Catenation is the ability of an atom to form long chains with itself. This is a classic comparative question because it highlights the unique nature of carbon.

  • Carbon: Exhibits extensive catenation due to the very high strength of the C-C single bond (bond energy ~348 kJ/mol). This allows it to form stable, long chains and rings.
  • Silicon: Shows very limited catenation (up to 7-8 atoms) because the Si-Si single bond is much weaker (bond energy ~297 kJ/mol) and more reactive.

For full marks, students must mention the difference in bond enthalpy as the primary reason.

6. Why does Carbon Tetrachloride (CCl₄) not undergo hydrolysis while Silicon Tetrachloride (SiCl₄) does? What is the core concept being tested here?

This is a high-order thinking skill (HOTS) question that tests your understanding of electronic configuration and bonding.

  • CCl₄: Carbon has no vacant d-orbitals in its valence shell. Therefore, it cannot accept the lone pair of electrons from the oxygen atom of a water molecule to initiate hydrolysis.
  • SiCl₄: Silicon has vacant 3d-orbitals. It can expand its coordination number by accepting a lone pair from a water molecule, which leads to its rapid hydrolysis to form silicic acid.

The key concept is the availability of vacant d-orbitals for expanding the octet.

7. From an exam perspective, what are the key structural differences between diamond and graphite to secure full marks?

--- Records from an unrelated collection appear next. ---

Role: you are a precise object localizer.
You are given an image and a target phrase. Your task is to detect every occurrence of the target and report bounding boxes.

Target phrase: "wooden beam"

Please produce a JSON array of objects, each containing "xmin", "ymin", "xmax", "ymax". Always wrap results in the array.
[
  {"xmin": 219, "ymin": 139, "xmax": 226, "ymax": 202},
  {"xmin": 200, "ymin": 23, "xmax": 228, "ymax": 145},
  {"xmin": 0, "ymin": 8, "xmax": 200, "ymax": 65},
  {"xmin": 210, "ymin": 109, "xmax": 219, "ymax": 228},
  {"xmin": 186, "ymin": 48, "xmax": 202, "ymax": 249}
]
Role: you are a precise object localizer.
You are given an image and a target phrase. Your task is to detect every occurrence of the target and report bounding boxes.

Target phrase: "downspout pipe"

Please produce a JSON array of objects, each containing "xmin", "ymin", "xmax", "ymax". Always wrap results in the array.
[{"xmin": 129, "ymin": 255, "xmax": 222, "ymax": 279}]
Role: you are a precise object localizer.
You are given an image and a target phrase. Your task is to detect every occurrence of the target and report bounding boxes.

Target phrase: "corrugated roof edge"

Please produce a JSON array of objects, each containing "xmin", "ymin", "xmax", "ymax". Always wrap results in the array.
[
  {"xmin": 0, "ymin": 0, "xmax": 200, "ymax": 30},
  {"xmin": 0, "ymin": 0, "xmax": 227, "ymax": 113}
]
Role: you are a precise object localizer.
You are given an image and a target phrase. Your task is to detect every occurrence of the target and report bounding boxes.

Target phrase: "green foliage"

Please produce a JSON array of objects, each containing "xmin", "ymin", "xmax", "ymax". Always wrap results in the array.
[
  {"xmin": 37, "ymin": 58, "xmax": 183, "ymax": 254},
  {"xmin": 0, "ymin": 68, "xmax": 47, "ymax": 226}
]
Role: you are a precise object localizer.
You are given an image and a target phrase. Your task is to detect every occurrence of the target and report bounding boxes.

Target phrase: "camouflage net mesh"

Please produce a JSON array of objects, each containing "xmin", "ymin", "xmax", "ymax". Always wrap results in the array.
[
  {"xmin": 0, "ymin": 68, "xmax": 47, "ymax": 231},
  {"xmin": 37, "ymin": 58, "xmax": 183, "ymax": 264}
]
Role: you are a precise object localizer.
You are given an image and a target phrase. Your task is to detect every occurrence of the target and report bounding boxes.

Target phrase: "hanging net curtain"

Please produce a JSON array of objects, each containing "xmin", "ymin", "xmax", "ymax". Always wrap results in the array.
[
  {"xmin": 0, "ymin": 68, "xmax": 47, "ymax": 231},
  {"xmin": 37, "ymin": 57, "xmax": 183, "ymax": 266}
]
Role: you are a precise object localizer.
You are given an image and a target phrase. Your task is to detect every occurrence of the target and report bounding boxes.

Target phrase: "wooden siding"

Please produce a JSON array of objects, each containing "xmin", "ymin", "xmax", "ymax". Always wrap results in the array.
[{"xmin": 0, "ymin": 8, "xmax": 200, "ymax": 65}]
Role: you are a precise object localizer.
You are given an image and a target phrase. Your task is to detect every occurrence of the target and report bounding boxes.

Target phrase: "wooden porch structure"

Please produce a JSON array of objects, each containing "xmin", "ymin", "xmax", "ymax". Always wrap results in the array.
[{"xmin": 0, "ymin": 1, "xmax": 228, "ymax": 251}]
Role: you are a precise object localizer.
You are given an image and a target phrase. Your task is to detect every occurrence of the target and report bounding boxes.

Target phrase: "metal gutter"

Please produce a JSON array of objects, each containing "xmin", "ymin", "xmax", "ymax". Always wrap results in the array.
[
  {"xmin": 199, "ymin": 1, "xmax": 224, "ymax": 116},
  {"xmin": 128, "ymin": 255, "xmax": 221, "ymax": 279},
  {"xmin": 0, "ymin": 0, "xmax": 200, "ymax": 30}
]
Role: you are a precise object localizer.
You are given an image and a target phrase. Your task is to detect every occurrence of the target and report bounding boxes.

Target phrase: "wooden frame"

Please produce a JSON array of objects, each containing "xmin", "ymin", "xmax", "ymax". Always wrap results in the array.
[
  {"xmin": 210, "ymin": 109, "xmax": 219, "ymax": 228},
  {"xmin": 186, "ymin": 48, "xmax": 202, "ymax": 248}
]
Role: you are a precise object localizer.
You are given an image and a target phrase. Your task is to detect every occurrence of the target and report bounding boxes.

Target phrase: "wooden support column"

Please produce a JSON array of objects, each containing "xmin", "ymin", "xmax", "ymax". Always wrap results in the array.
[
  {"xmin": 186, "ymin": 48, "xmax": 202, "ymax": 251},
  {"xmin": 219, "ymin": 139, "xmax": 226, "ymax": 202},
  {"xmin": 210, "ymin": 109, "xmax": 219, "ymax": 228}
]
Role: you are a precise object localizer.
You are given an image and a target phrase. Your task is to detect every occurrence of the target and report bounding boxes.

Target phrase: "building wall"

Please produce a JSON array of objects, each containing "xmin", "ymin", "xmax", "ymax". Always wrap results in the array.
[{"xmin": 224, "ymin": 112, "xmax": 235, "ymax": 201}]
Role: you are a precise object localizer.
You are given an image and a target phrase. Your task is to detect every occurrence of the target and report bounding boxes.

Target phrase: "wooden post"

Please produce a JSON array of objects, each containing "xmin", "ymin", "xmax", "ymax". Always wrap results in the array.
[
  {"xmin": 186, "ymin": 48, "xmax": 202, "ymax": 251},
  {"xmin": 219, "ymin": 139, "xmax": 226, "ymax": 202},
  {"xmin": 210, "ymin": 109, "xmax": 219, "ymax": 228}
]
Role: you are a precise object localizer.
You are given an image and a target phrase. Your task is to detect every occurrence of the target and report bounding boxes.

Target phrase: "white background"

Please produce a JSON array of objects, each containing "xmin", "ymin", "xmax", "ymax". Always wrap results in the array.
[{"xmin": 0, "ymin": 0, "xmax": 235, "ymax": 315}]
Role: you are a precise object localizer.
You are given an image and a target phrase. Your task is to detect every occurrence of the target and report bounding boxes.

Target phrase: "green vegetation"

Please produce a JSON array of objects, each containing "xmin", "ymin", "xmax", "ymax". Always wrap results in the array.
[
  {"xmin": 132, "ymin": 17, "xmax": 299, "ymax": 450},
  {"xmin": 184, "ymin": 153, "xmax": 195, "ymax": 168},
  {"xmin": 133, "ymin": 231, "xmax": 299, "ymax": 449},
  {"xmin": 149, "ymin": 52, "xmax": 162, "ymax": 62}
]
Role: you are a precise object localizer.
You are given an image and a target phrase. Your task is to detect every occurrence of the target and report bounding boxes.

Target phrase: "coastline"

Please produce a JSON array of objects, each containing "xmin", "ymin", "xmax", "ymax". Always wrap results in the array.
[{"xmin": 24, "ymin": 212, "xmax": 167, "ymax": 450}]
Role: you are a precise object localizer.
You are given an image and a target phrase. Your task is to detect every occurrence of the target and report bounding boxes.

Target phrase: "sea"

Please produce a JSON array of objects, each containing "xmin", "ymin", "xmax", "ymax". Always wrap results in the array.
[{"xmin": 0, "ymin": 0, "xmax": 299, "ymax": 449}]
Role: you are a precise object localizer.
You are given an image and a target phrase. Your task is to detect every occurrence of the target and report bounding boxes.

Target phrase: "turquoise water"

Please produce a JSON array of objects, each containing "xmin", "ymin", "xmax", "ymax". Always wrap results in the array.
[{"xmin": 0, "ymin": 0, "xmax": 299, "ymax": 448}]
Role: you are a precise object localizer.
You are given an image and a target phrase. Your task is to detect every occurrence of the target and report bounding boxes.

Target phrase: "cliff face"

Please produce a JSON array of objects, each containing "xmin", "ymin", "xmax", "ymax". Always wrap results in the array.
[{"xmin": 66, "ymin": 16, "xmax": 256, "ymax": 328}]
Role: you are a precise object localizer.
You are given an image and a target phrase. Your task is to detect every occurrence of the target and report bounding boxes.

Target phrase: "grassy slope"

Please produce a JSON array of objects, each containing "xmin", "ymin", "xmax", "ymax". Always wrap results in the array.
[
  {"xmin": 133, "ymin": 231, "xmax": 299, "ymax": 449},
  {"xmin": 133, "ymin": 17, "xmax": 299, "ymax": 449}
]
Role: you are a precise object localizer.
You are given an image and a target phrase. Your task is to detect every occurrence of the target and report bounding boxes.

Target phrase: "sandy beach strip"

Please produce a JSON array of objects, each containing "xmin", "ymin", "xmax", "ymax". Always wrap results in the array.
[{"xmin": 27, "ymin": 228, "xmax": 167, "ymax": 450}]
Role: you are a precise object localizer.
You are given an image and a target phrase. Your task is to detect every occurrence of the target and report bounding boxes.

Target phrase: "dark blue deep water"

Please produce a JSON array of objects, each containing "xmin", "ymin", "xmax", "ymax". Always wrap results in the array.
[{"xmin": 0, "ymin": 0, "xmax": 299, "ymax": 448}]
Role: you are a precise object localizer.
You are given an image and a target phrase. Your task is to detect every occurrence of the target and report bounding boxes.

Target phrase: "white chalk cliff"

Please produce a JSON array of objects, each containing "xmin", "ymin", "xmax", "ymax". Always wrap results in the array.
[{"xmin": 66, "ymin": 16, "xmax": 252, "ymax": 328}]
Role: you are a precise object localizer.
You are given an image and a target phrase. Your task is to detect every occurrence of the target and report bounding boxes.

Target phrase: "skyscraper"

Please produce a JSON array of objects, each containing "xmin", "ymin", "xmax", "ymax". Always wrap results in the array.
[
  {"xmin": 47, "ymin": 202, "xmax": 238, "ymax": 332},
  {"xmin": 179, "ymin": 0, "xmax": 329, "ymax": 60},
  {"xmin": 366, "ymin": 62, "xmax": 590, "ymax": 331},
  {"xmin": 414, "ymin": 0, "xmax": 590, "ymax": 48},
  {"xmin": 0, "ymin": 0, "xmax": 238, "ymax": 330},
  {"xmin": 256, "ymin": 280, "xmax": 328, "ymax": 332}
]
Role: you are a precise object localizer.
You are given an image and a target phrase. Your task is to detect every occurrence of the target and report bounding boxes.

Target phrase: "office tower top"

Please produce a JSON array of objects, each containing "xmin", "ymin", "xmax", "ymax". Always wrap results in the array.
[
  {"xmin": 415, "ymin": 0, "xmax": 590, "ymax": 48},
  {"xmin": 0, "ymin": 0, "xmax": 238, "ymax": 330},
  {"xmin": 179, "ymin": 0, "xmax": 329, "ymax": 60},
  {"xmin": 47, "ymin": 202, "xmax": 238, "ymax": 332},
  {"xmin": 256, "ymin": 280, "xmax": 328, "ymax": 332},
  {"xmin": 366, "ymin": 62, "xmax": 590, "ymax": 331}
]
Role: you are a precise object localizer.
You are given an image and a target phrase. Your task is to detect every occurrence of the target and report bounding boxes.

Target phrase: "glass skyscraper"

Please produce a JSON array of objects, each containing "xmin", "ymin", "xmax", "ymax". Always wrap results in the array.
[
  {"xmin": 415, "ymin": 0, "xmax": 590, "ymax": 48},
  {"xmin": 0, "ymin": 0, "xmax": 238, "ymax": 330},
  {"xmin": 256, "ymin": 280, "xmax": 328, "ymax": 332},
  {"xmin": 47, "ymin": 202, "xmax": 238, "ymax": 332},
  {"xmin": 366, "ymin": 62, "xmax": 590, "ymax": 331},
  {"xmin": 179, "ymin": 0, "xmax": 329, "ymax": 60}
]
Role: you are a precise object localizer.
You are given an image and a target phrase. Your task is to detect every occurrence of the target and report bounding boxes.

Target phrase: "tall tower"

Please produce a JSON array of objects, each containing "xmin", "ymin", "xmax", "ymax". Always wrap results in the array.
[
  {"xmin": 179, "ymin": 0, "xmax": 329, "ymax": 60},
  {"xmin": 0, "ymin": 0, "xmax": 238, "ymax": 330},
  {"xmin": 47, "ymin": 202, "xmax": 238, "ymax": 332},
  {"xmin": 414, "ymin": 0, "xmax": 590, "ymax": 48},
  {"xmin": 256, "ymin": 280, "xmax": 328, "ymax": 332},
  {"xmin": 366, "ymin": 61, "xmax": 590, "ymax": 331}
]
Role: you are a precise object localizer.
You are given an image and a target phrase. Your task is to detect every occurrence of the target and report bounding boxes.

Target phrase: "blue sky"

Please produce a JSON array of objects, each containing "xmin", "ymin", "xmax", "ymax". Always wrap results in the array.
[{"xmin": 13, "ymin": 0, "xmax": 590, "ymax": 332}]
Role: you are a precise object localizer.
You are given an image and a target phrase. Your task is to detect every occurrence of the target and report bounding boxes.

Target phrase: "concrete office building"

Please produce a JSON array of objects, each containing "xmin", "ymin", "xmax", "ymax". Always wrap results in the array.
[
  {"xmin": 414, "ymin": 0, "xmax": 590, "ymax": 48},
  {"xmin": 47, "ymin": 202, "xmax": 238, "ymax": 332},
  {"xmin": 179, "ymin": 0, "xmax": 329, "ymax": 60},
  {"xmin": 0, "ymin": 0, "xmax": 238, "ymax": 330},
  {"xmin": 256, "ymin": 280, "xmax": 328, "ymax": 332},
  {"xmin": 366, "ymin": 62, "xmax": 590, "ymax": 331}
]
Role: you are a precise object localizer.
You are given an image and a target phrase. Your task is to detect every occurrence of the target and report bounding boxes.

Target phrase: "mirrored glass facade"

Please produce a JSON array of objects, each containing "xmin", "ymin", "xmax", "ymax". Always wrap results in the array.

To score well on questions about the allotropes of carbon, you must link their structure to their properties. The key differences are:

  • Hybridisation and Structure: In diamond, each carbon is sp³ hybridised and tetrahedrally bonded to four other carbons, forming a rigid 3D network. In graphite, each carbon is sp² hybridised and bonded to three others in the same plane, forming hexagonal layers.
  • Hardness: Diamond's rigid, covalent network makes it the hardest known substance. Graphite's layers are held by weak van der Waals forces, allowing them to slide, making it soft and slippery.
  • Electrical Conductivity: In diamond, all four valence electrons are used in bonding, so there are no free electrons, making it an electrical insulator. In graphite, the fourth valence electron is delocalised within the layers, making it a good conductor of electricity.

8. What type of important questions can be expected from the topic of 'Silicones' in Chapter 11?

From the topic of Silicones, students can expect questions focusing on their preparation, structure, and uses. Important questions include:

  • Preparation: A 2-mark question might ask for the reaction showing the preparation of silicones from alkyl chlorosilanes followed by hydrolysis.
  • Structure: A question could ask you to explain why silicones are high-molecular-mass polymers with a repeating (R₂SiO) unit and a backbone of -Si-O-Si- linkages.
  • Properties and Uses: A 3-mark question might ask to list the properties of silicones (like thermal stability, water repellency) and relate them to their uses in sealants, greases, and water-proofing materials.